Jan 25, 2013 (07:01 AM EST)
Anonymous DDoS Attackers In Britain Sentenced
Read the Original Article at InformationWeek
Two men have been jailed in Britain for their role in launching distributed denial-of-service (DDoS) attacks against a number of high-profile sites, including PayPal.
"It is intolerable that when an individual or a group disagrees with a particular entity's activities, they should be free to curtail that activity by means of attacks such as those which took place in this case," said Judge Peter Testar, when he handed down his decision in the case, according to news reports.
British police had arrested five men and one minor as part of their investigation into the DDoS attacks. While one man was released without being charged and the minor released with a warning, the others were charged with violating the United Kingdom's Computer Misuse Act 1990. The group's ringleader, Christopher Weatherhead, 22, pleaded innocent to that charge, but was found guilty in December 2012, and this week received a sentence of 18 months in jail. Meanwhile, Ashley Rhodes, 27, who pleaded guilty to the charge against him, received a jail sentence of seven months.
[ The Spamhaus group thwarted a Russian botnet. Read more at Virut Malware Botnet Torpedoed By Security Researchers. ]
A third man, Peter David Gibson, 24, pleaded guilty and was sentenced to six months imprisonment -- suspended for two years -- and 100 hours community service after the court found that he'd played a lesser role in the attacks. A fourth man, Jake Alexander Birchall, 18, who's currently on bail, last year pleaded guilty to the charge and is due to be sentenced on Feb. 1.
This appears to be the first time that people have been imprisoned in Britain for launching DDoS attacks, reported the BBC.
British police commended the sentencing. "Perpetrators of distributed denial-of-service attacks laud them as civil protests, but they can be incredibly damaging to the finances and reputations of online businesses. Simultaneously, they impact on the general public's ability to use online services," said detective chief inspector Terry Wilson of the Metropolitan Police Central e-Crime Unit, in a statement. "These men provided the infrastructure for such attacks. The sentences they have received are indicative of how serious the crime is and the tough approach the courts will take to such criminals."
Authorities said Weatherhead's group -- operating under such nicknames as "Nerdo" and "NikonElite" -- built a botnet that they used to launch the attacks. While most botnets are comprised of surreptitiously exploited PCs, investigators said Weatherhead's botnet was comprised, at least in part, of volunteers' PCs, with many of the volunteers having been cultivated via Twitter and Facebook.
"The group targeted a number of companies from the digital entertainment industry that make up the anti-piracy lobby -- i.e., those taking legal actions against illegal file-sharing -- including 'Ministry of Sound' and the 'British Phonographic Industry,'" read a police statement. "The group then switched their attentions to companies including MasterCard and PayPal after their withdrawal of services from WikiLeaks."
PayPal had previously told the court that it incurred approximately $5.5 million in damages as a result of the attacks, which were conducted under the Anonymous banner as part of Operation Payback, which began after PayPal stopped processing payments on behalf of Wau Holland Foundation, which supported WikiLeaks. Along with the DDoS attacks, visitors to PayPal and other targeted websites were also redirected to a site that read, "You've tried to bite the Anonymous hand. You angered the hive and now you are being stung."
Unbeknownst to many of the attackers, however, their tool of choice -- dubbed Low Orbit Ion Cannon -- included the user's IP address with every attack packet, unless users took steps to hide it. As a result, PayPal was able to capture the IP addresses of many people who participated in the DDoS attacks, and it shared the information with investigators, who cross-referenced it with service providers' subscriber records to identify the people involved.
The "Nerdo" group leaders, however, were more sophisticated and used VPN services to hide their identities. Ultimately, however, their real identities were unraveled by British police, and in early 2011 the four men were busted.
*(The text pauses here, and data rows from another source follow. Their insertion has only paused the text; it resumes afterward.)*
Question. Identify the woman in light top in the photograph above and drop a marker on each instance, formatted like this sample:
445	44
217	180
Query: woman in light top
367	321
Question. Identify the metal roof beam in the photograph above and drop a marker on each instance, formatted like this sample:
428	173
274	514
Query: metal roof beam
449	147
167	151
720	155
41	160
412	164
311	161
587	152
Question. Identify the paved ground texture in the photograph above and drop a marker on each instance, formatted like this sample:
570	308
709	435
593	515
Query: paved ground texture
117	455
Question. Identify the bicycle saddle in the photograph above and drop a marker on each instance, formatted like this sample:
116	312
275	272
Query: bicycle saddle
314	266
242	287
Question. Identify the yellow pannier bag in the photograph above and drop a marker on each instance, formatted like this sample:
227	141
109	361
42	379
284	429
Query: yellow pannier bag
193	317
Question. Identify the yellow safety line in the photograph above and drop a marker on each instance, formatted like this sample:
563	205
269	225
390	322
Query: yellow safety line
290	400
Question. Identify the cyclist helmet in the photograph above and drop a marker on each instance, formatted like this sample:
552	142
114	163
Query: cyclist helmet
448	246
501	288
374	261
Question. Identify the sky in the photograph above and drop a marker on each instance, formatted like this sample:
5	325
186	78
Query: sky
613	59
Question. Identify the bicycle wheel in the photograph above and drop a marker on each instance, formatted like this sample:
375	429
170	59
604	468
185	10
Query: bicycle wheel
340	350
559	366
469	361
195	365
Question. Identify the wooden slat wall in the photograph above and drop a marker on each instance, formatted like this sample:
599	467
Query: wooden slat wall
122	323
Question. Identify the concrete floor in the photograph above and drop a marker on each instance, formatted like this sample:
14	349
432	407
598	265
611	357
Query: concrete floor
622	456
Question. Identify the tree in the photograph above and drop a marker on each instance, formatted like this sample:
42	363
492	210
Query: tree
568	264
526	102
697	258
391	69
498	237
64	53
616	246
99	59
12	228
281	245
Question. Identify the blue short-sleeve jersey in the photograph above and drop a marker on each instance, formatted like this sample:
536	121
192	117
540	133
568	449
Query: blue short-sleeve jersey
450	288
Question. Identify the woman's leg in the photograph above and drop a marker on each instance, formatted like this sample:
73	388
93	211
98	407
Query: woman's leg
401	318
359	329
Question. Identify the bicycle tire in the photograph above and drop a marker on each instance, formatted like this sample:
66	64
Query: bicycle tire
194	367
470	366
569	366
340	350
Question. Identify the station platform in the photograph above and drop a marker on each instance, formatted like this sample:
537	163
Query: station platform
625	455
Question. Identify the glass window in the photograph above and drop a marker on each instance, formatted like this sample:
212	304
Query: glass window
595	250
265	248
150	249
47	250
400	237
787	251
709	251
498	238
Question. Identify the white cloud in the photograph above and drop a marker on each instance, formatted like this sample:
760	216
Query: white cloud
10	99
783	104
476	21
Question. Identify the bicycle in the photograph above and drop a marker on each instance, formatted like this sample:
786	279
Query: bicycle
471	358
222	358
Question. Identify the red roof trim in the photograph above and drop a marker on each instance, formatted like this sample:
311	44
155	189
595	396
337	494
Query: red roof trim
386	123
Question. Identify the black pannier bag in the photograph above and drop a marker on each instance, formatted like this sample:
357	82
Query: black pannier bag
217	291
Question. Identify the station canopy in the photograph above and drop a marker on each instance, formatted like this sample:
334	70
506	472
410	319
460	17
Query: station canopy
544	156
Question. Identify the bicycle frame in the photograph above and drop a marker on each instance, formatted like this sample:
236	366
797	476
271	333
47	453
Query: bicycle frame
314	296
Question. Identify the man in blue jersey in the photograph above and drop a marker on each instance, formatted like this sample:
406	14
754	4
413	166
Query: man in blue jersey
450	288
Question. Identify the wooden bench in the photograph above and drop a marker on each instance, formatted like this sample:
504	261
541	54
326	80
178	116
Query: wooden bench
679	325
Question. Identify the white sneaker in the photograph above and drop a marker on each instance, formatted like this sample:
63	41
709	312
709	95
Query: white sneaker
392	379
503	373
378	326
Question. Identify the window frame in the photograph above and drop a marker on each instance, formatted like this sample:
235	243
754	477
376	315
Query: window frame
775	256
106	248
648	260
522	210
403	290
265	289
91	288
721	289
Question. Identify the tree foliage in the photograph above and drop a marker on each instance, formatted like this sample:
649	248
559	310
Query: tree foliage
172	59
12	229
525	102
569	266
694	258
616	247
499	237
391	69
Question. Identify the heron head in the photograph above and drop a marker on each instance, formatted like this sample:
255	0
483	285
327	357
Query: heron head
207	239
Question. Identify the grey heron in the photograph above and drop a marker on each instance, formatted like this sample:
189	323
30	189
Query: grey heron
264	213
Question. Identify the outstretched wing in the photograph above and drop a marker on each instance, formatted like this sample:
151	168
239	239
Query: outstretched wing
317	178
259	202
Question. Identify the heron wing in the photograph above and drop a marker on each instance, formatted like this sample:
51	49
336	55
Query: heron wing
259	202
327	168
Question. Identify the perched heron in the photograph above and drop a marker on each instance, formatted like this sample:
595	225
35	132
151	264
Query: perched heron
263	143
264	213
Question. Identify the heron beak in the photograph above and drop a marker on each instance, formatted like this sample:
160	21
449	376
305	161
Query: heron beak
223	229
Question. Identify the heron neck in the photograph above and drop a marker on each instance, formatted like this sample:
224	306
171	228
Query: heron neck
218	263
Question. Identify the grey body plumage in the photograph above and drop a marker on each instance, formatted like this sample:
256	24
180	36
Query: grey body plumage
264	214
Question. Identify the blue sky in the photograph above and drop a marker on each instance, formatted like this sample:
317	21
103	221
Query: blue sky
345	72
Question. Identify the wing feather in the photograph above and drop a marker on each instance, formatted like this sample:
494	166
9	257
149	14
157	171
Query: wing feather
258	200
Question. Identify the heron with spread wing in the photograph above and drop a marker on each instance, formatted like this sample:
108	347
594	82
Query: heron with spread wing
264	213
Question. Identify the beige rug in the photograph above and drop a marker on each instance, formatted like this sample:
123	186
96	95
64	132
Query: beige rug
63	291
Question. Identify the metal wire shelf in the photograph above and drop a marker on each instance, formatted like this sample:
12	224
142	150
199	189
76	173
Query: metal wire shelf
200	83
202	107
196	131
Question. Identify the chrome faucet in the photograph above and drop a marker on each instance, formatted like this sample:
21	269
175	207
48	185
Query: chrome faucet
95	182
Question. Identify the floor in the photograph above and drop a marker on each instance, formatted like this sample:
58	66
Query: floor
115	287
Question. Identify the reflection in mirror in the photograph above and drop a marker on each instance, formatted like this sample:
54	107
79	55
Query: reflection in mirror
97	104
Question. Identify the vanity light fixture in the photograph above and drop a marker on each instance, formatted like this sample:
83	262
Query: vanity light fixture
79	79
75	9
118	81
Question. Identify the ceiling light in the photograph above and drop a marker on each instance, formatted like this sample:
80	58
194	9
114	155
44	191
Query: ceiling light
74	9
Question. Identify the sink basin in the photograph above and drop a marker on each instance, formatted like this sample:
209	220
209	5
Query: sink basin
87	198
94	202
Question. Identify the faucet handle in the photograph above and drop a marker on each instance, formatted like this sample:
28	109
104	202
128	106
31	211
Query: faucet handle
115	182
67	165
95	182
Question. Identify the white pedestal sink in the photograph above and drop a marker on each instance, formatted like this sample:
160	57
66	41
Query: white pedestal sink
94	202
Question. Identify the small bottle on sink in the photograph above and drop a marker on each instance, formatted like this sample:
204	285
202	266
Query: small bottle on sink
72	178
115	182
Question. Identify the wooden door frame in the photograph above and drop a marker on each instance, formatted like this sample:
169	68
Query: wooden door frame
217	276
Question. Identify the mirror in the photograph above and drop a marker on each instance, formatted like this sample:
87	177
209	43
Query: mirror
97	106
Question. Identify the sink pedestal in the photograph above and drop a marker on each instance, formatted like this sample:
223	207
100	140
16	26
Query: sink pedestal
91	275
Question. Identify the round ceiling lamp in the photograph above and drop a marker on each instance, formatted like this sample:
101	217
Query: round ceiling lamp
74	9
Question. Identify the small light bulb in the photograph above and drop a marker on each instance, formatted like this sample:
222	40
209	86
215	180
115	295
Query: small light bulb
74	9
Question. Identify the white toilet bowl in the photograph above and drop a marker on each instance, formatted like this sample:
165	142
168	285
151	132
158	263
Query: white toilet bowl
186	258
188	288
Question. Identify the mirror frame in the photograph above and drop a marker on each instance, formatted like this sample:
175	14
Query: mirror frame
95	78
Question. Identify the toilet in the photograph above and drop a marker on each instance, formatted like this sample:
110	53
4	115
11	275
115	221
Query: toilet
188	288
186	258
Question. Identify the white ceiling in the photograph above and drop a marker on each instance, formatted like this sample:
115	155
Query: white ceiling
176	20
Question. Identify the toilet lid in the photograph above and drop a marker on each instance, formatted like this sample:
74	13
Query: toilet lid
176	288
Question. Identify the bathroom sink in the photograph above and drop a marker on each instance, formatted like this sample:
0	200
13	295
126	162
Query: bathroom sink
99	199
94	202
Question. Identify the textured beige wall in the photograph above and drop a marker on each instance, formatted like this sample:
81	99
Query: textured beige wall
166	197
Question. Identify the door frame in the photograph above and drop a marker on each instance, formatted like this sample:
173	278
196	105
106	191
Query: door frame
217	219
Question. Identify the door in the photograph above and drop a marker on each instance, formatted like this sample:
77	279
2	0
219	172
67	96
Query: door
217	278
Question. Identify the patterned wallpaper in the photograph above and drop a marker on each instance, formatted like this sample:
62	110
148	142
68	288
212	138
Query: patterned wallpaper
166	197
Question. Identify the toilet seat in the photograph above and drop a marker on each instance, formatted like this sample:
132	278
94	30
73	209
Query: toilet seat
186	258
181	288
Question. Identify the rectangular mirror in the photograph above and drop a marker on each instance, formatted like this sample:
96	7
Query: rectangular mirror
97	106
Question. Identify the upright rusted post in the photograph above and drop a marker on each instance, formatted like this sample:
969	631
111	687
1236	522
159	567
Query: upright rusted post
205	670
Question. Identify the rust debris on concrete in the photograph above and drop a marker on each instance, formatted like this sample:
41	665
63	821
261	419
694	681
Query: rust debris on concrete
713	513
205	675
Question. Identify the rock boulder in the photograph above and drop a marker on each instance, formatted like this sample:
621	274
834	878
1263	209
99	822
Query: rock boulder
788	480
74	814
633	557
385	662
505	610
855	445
"The investigators are really to be commended for breaking down the wall of anonymity that was put up in order to prevent the activity of these conspirators being interrupted," Judge Testar told the court.
The prosecution of these four men appears to be the end of prosecutions involving U.K. Operation Payback participants. British investigators have previously stated that unlike their U.S. law enforcement counterparts, who seem to be busting every Operation Payback participant they can find, British police have preferred to target the ringleaders rather than the foot soldiers.